Ловчие, в частности, опустошали каждый район, через который они проходили, убивая около девяноста пяти процентов жителей — пока они не добрались до Саус Сайда. Тогда это стало похоже на ограбление Первого Национального банка Нортфилда, штат Миннесота. Слишком много людей изъявили желание сражаться — и они были вооружены. Уверен, среди них хватало плохих парней — но горожан было гораздо больше, у большинства из них было оружие, и как только они поняли, что происходит, они превратили улицы в тир. Вот тогда-то все и начало разворачиваться на этом фланге сражения, открывая путь для Марконе.
По-видимому, даже легионы эпической нечисти из мифологии должны лучше планировать неприятности на самых крутых улицах в мире.
Электричество было отключено и оставалось таким некоторое время. Слишком многое нужно было заменить. Из-за этого чистую воду было трудно доставлять. Еще больше людей заболело и умерло, и все могло бы стать очень плохо, если бы у нас было более суровое лето. Но погода оставалась не по сезону мягкой и прохладной, с частыми дождями. Может быть, это обеспечили Королевы Феерии. Или, может быть, Вселенная решила, что город заслужил передышку.
Так или иначе, когда мы собрались у моей могилы в Грейсленде, шел дождь.
Мы наполнили гроб фотографиями. Я использовал одну из них, где мы с Мерф спорили, а какой-то шутник из чикагской полиции запечатлел момент, когда у нас обоих были карикатурные выражения на лицах. Каким-то образом, она почему-то казалась самой настоящей из всего, что у нас было.

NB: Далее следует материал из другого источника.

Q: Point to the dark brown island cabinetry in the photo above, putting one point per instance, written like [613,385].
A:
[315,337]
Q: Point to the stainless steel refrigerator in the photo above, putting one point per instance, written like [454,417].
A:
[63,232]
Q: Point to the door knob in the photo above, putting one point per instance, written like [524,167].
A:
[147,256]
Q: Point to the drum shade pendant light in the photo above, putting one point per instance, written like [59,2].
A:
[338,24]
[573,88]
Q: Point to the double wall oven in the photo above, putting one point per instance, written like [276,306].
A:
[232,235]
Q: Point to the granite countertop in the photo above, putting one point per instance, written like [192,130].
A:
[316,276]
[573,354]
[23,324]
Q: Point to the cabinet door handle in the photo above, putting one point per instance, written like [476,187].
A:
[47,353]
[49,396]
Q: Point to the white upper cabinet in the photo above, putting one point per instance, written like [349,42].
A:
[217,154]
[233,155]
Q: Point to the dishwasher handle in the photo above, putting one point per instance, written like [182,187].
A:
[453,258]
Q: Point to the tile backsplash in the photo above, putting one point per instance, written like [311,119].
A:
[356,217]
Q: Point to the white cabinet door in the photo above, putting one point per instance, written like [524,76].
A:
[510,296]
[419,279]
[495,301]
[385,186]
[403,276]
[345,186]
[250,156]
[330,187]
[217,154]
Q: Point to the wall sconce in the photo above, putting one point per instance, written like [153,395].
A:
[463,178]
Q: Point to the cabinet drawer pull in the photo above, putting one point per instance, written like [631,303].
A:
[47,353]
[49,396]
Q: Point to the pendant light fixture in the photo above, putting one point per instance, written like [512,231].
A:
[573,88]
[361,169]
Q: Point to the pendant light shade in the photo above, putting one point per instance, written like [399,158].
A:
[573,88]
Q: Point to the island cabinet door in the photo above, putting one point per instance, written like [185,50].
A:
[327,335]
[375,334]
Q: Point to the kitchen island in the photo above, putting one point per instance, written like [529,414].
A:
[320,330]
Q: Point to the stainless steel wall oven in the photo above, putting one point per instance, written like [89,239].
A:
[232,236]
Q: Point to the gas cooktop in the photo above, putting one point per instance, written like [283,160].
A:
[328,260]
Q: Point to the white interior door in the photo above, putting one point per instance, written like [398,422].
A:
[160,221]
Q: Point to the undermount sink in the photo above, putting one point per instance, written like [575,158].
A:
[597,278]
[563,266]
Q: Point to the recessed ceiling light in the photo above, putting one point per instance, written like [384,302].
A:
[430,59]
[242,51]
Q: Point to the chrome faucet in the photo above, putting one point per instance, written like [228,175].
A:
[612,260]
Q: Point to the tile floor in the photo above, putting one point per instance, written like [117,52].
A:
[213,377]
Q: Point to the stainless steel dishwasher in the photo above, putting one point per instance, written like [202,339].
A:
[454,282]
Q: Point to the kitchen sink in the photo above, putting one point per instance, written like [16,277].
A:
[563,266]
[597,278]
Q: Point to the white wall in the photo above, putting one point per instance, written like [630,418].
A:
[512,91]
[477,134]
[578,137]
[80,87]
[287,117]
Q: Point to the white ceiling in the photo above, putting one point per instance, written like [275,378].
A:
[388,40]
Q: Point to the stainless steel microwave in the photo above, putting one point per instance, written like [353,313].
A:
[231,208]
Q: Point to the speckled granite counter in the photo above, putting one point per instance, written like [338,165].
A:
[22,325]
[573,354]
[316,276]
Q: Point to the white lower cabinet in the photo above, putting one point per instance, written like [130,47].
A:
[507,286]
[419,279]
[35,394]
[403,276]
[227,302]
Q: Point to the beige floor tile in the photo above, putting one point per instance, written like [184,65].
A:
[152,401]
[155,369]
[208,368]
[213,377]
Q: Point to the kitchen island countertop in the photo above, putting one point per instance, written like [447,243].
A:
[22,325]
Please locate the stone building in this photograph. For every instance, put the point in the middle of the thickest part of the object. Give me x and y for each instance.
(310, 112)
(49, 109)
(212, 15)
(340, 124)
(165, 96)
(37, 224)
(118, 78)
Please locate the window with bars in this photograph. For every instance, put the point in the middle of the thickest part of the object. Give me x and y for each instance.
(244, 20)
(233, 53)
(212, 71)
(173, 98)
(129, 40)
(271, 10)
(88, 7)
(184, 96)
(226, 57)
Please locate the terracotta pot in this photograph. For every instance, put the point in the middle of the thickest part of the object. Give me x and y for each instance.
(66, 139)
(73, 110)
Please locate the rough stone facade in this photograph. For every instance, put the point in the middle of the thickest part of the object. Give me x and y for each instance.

И не похоже, чтобы у нас были шансы на что-то большее.
Были и другие фотографии. Без рамок. Иначе не хватило бы места. Если они отдали свою жизнь за город, их фотография помещалась в гроб. Мы пользовались копиями водительских удостоверений добровольцев, когда не могли найти о них ничего другого. Там была фотография Хендрикса. И Йошимо, и Дикого Билла, и Чендлера. Каждый член Паранета, черт, да почти все в городе потеряли кого-то, кого знали или с кем были связаны.